Monday, February 14, 2005


Neither side willing to budge or come together to work on deal.
NEW YORK (AP) -- No progress was reported Sunday by the NHL or the players' association after the sides met with federal mediators in Washington just hours before a weekend deadline to save the season.
The meeting that lasted more than five hours was arranged Friday at the request of a high-ranking federal mediator. Neither commissioner Gary Bettman nor players' association executive director Bob Goodenow attended.
Instead, NHL chief legal officer Bill Daly was joined by outside counsel Bob Batterman, with players' association senior director Ted Saskin and outside counsel John McCambridge on the other side.
'No progress'
"There was no progress to report as a result of this meeting, and in fairness to the process it would serve no purpose to comment further," Saskin said in a statement.
The sides were assisted by mediators twice before -- as recently as a Feb. 2 negotiating session in Newark, N.J. Sunday's meeting was requested by Scot B. Beckenbaugh, the acting director of the U.S. Federal Mediation & amp; Conciliation Service.
It wasn't clear if this get-together would extend the commissioner's deadline. Bettman said a new collective bargaining agreement had to be in place by Sunday for there to be a shortened season.
"No progress in the collective bargaining process resulted from the meeting," Daly said. "We have no further comment."
Stalemate
Neither side thought mediation would help end the stalemate that has lasted five months.
"This isn't a negotiation that failed due to a lack of understanding," Daly said on Thursday. "This is a negotiation that has failed for other reasons. I don't think a mediator would help in this process."
After two days of talks broke off Thursday in Toronto, Saskin also didn't see mediation as the way to reach a settlement.
"That's not something we've given a lot of consideration to, and certainly the NHL has made clear from Day 1 that they're not interested in any form of mediation -- binding or nonbinding," he said. "If the NHL came forward and said they wanted to do binding mediation, then we'd have to do the analysis and have the discussion."
Earlier Sunday, neither side seemed willing to budge or come together again to work on a deal.
"Our position hasn't changed," a players' association spokesman said.

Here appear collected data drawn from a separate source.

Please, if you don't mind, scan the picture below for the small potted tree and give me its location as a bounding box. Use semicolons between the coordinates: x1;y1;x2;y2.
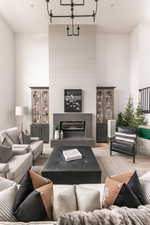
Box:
117;97;145;134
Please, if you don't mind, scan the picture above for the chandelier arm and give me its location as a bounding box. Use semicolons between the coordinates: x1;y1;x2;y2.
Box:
94;0;99;16
46;1;51;16
60;0;85;6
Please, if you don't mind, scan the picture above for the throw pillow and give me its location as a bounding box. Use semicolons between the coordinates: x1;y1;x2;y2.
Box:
139;180;150;204
0;144;13;163
114;183;141;208
140;171;150;204
13;170;51;212
15;183;53;222
75;186;100;212
0;184;18;222
127;171;145;204
22;132;31;144
104;172;132;207
114;171;145;208
140;171;150;182
53;185;77;221
2;133;14;147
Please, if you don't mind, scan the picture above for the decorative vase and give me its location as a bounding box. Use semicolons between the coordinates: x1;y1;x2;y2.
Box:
54;130;59;139
60;130;64;139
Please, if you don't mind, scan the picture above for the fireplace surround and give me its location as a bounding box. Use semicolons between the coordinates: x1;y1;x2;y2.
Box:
51;113;95;147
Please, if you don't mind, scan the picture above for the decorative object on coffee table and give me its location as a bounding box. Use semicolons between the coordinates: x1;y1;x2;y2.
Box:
64;89;82;112
30;87;49;143
96;87;115;143
42;146;101;184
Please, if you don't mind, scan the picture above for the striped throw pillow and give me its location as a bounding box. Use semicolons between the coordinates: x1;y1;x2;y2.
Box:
0;184;18;222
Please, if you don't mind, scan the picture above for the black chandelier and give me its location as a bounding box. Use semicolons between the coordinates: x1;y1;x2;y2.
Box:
45;0;99;36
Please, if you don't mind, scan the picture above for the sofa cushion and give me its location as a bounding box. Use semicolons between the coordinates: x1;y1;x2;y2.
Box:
30;140;43;160
0;145;13;163
53;185;77;221
15;183;53;222
6;153;32;183
0;177;16;192
75;186;100;212
12;145;30;155
13;170;51;212
0;184;18;222
0;163;9;176
79;183;105;208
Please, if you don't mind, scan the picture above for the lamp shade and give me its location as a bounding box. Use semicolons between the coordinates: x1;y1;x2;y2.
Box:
15;106;24;116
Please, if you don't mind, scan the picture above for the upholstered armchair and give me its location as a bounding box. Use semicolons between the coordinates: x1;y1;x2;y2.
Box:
110;132;137;163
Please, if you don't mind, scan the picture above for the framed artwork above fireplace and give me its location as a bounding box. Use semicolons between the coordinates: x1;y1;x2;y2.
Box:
64;89;82;112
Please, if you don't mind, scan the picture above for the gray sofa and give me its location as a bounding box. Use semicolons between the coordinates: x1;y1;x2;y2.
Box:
0;127;43;183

"We will not be reaching out to them," Daly said.
The lockout
The lockout reached its 151st day Sunday, when the league was supposed to hold its All-Star game in Atlanta. So far, 824 of the 1,230 regular season games have been lost, and the remainder of the schedule seems close to being wiped out.
Bettman said a deal needed to be down to the writing stages by Sunday so the NHL could hold a 28-game season and a regular 16-team playoff.
The NHL said its 30 clubs need to know what their costs would be, and the only way that could be achieved was with a salary cap that linked league revenues to player costs.
A cap was an automatic deal-breaker for the union even though it agreed that the financial landscape had to change. The players' association contended that there are many other ways to fix it.